From the initial design, via clicking (the precise cutting of the leather patterns) and closing (where the leather pieces are sewed together) to lasting (shape forming) and finishing, every stage requires an outstanding level of expertise. And it’s clear that the programme is instilling not just skills but enthusiasm and confidence in the staff. “We’ve got one lady, Carleen [Holmes] – wow, she just flew through everything,” says Julie. “And because she’s a machinist, she found that in the lasting room, the motion of her hands is the same. So she’s transferred her skills. And that’s lovely to see.”

 
 

Carleen herself reveals that her previous employer sent her on the Northampton College shoemaking course – where Julie taught her before. “I’ve been making shoes for 27 years,” she says. “But in the past nine months working here, I’ve learnt more jobs than I had in all those years. I think it’s really opened the door now for more general roles to be swapped over. And why not? Everybody’s capable of doing different things, so long as you’re taught properly.”

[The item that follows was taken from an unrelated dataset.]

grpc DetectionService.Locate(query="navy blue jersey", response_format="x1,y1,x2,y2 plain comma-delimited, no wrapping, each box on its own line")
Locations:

It has also proven effective at breaking down the traditional gender barriers that still tend to exist in the industry, as Stephen Wright, Quality Manager, attests. “If we’re short on individual staff for whatever reason, Julie might say, ‘Oh we’ve got a lady here who’s always keen to learn, do you want her to come in and help out?’ And the answer’s always yes! So we can multiskill across the factory, which is great.”

 

There is also a healthy influx of staff – often slightly older, with existing making skills from their first careers – such as Marcus Buckland, who works in Top Drawer [“which is basically training to do everything”], who trained as a picture framer, or his friend Dan Battison, a Slipper Operative, who had been in a band with Marcus and retrained from his job as an architectural model maker. Or, less likely perhaps, Lyndsey Robinson, who was previously a fraud analyst for Lloyds. “I was looking through jobs and this particular advert said: ‘Trainee shoemaker, must have neat handwriting’, and I thought, I’ve got nice handwriting, I’ll give it a shot. I didn’t know anything about shoes, it was totally alien to me.” Now, every finished pair of Edward Green shoes bears her exquisite writing – the final stamp of quality.

The same sense of pride pervades the building at Edward Green – as summarised by Technical Manager & Product Developer Carlos Iaconianni. “There’s a sense of achieving something here. We are makers. We put our hands and minds and hearts into the product.”